SSM Health St. Mary’s Hospital anticipates getting its first shipment of the Pfizer vaccine — about 6,000 doses — Tuesday, spokeswoman Kim Sveum said. About two-thirds of the doses will go toward vaccinating SSM Health employees, and the remainder will be shared with other sites in the state, Sveum said.
UnityPoint Health-Meriter hopes to get its first doses and begin vaccination this week, spokeswoman Leah Huibregtse said.
Nine months after the pandemic dramatically altered daily life and started causing more than 4,000 deaths in Wisconsin, the arrival of the vaccine is a milestone, health officials said. But people must continue to wear masks, wash their hands well, remain physically distant, stay home when possible and follow other guidelines, they said.
“While we undertake this (vaccination) work, the virus will still be here and we will still be in danger of spreading it if we do not take preventive steps,” Willems Van Dijk said.
Schauer said that even applies to those who have been immunized, for now. The studies leading to the emergency authorization of Pfizer’s vaccine last week looked at how many people developed symptoms of COVID-19 and tested positive, not whether the vaccine prevented spread among those without symptoms.

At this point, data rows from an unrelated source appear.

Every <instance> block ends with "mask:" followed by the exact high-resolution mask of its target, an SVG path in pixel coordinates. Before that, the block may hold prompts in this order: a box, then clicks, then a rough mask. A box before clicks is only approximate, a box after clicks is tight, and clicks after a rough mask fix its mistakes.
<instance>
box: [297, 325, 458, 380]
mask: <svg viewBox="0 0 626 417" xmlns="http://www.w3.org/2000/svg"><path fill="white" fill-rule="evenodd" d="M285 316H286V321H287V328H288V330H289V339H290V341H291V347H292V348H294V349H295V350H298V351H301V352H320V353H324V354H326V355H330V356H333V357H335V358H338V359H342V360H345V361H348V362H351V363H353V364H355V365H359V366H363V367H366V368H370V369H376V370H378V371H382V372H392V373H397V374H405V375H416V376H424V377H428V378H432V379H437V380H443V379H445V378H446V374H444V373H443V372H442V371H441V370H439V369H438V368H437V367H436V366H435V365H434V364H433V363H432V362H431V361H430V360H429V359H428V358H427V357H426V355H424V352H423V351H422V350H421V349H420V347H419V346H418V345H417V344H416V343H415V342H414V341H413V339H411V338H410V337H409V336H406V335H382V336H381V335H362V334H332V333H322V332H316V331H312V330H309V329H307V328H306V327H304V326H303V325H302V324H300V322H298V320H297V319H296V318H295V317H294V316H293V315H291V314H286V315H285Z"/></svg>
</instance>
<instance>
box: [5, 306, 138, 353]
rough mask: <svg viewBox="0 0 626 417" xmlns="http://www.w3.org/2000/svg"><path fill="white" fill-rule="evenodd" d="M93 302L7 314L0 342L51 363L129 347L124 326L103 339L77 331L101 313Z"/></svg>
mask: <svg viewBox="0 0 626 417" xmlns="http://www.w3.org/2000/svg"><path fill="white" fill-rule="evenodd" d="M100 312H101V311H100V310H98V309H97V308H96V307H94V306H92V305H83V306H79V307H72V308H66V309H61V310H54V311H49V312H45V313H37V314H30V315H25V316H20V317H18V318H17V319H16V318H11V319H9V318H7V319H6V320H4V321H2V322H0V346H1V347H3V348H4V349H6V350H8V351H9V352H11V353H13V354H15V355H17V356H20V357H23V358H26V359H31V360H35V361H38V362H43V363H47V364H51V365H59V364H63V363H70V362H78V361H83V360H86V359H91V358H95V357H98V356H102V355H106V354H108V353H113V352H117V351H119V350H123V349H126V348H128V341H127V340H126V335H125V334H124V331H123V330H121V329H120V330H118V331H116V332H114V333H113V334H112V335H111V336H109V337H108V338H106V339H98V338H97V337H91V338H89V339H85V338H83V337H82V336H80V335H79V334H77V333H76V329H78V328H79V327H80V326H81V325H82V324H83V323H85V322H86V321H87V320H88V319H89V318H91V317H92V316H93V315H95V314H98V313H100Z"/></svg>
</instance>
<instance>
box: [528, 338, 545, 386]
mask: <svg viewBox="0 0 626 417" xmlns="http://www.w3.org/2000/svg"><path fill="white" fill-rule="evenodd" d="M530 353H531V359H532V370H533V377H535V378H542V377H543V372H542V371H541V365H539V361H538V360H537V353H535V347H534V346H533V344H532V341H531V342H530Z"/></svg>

“We don’t know about what the vaccine will do in terms of protection of infection or the ability to transmit,” she said.
The Wisconsin Immunization Registry will track which people get which shots, Schauer said. Other state and federal systems will collect information about any serious side effects. Reactions such as aches, mild fever and pain at the injection site are expected, she said.